Governantes de Itália e França, para tranquilizar os respectivos cidadãos, tiveram de declarar publicamente que não consideram a Rússia estado inimigo, o que só levará os mesmos cidadãos a perguntarem por que, se a Rússia não é inimiga, aqueles governos continuam a admitir que prossiga a perigosa movimentação de soldados e armamento. 

Na Alemanha, já há cisão visível entre Merkel – que apoia a política da OTAN, como disse claramente em discurso linha-dura ao Parlamento alemão – e os partidos de sua coalizão, os social-democratas (SPD) e a União Cristã-Democrata (CSU) partido da própria Merkel, partidos que se opõem à ação descabelada da OTAN na Europa.

Uma política que consiga assustar e provocar, mas é blefe, tudo ao mesmo tempo, claramente não é política construída com inteligência e ponderação. 

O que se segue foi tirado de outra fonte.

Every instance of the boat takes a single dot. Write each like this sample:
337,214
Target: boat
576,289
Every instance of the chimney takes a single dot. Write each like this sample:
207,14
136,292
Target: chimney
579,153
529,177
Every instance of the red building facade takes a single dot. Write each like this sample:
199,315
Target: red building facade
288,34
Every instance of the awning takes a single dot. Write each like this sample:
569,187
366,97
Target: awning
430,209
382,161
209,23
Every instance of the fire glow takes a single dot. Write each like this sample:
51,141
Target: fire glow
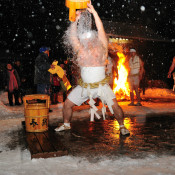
120,85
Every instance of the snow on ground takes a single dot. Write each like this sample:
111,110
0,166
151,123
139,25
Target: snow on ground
15,160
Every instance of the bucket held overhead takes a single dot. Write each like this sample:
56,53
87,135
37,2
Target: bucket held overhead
75,4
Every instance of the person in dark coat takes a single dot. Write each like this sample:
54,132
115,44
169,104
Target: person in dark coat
42,76
12,84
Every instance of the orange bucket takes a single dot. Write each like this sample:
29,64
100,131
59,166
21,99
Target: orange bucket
75,4
36,113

O Relatório da Comissão Chilcot sobre o modo como foi conduzida a guerra do Iraque já expôs, por esses dias, a absoluta falta de honestidade básica, de reflexão aprofundada e de planejamento consistente, naquela guerra. Em relação à Rússia – que é potência nuclear – a OTAN está agindo exatamente do mesmo modo.